16/06/2005

De Camioneta de Carreira

A cidade é toda subúrbio de si mesma. Os bairros novos nascem velhos, paralelas caixas de ovos. Obras, betoneiras, pedreiros de torso nu como estátuas sem escolaridade. Pneus abandonados em vinhas abandonadas. O cemitério: um parlamento de mármore. Rotundas finais e saída. Último snack-bar, ala de oficinas auto e viagem. Durante meia hora, a camioneta de carreira vai tomar e apear portugueses e portuguesas de boné e cesto por aldeias quietas como fotografias. O sol da meia manhã já abrasa. Viver é um acto incandescente. Massa verde e olhos de pedra: pinho e granito. Povoações de giz configuram os longes. A carreira vai a todas. Abandona a estrada principal e mete por estradinhas de brincar, de que é preciso sacudir os penicos motorizados que tossem mistura e zumbem como abelhas enfurecidas. Mais verde, mais pedra. Ali em cima: uma casa que gostaria fosse minha. Como num chão de barbearia, o cabelo da caruma junca o chão fofo do pinhal. Panasco tão seco, que bastaria a respiração para atear-lhe o fogo. Uma casa de pasto famosa de frangos assados. Uma torre de igreja que alveja.

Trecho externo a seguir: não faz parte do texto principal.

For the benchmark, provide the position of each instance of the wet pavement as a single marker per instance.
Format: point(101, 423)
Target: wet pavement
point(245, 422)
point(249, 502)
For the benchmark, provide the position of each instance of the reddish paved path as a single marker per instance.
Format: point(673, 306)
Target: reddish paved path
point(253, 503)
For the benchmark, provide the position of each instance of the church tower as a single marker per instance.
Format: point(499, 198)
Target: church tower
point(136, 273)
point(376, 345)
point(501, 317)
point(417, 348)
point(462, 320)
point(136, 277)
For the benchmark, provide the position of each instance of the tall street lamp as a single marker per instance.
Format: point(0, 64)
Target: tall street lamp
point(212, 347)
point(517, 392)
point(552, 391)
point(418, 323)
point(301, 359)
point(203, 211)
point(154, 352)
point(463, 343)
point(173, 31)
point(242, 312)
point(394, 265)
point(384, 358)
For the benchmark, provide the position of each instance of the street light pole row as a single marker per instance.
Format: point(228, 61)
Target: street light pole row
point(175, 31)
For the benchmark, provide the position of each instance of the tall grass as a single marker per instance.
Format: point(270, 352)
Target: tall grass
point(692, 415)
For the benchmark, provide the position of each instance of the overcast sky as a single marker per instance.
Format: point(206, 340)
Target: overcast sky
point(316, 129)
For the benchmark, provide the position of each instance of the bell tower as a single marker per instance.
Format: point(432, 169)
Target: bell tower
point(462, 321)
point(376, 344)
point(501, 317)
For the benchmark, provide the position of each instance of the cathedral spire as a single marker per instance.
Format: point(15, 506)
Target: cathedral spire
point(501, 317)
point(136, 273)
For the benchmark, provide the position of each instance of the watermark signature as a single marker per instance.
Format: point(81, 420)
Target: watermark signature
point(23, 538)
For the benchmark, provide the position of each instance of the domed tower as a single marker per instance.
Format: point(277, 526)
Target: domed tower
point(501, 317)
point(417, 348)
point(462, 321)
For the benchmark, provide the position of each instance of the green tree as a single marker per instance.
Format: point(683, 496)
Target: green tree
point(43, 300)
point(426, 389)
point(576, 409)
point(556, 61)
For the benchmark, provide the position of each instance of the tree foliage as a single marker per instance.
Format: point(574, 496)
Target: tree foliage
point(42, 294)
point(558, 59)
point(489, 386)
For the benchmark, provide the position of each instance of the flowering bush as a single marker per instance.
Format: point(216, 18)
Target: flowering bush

As vidas chãs, de cal cerceada de azul. Encruzilhadas térreas de onde sobe o solitário triângulo da não prioridade. Um posto de gasolina, uma sede de junta, uma agência de seguros também escritório de contabilidade. Encostada a um muro, uma bicicleta radiografada ao sol como um esqueleto de ferro.Vou de carreira, uma tristeza indolor: faltam sete minutos para chegar. Diz que ao destino.

16 de Junho de 2005, 9h45-10h30

2 comentários:

Anónimo disse...

" De Camioneta de Carreira", à boleia ou como tu quiseres, quando é que apareces cá por Pombal ou Ansião, «MEN»?
Ó Men bons te voltam a ler!!!
Um abraço para o amigo Daniel "um homem a tempo inteiro", tudo de bom para ti... com amizade pura e dura deste Márito "men!".

Alexandra disse...

Um homem a tempo inteiro está bem dito.